To overcome the limitations of large datasets, the authors introduced a method using pre-trained vision language models (VLMs) to guide the training process and refine the dataset. This approach reduced the required data volume from 11 million samples to just 100,000 while maintaining high performance. The final model, Edgen, demonstrated superior performance compared to the advanced models it was trained on, such as PixArt-α.
Background
Artificial intelligence (AI)-generated content has advanced significantly in recent years, with models like DALL·E 3, Midjourney, and Stable Diffusion producing realistic and creative images. These models typically rely on high-quality, proprietary datasets, making them commercially successful but limiting reproducibility due to their private parameters.
Prior efforts to train open-source models with public datasets have encountered challenges such as high computational costs and inefficient data usage. Despite using large-scale benchmarks like JourneyDB, these models remain less accessible due to the expenses involved in collecting massive datasets.
This paper addressed these gaps by introducing EvolveDirector, a framework that utilized VLMs to dynamically curate training data for a base model. EvolveDirector significantly reduced the required data by guiding the selection and refinement of training samples, cutting the data size by orders of magnitude. The framework refined training samples through operations like discrimination and mutation, making the training process more efficient.

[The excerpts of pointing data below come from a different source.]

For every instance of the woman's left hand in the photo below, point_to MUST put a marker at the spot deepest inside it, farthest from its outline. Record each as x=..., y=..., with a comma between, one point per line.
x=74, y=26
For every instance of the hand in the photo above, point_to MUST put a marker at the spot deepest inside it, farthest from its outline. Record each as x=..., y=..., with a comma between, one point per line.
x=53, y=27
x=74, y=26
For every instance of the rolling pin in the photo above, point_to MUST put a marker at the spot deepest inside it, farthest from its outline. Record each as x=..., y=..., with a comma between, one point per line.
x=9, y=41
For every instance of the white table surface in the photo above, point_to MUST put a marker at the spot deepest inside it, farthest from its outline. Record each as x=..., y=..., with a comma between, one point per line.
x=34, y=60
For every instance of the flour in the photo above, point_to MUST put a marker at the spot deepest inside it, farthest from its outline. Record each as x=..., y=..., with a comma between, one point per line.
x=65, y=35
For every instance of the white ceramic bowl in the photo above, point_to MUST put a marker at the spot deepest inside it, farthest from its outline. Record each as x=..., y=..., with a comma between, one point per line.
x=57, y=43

Experimental results showed that the proposed model, Edgen, achieved performance comparable to advanced models such as Stable Diffusion 3 and DeepFloyd IF with far fewer data samples. Furthermore, Edgen surpassed even the most advanced models by leveraging VLMs to select high-quality training samples. This approach democratized T2I generation by making it more accessible and resource-efficient.
Dynamic Training and Data Curation
The EvolveDirector framework was designed to efficiently train T2I models using limited, high-value data. It consisted of three main components: interaction with advanced T2I models, maintenance of a dynamic training set, and training of a base model. First, EvolveDirector interacted with APIs from advanced T2I models to generate images from text prompts.
These images were evaluated by a VLM, which selected the best match and updated the dynamic training set. The VLM continuously evaluated the base model's performance, retaining high-value samples where the base model underperformed and discarding samples where it performed comparably to advanced models. This process ensured efficient learning by focusing on data that the base model needed to improve.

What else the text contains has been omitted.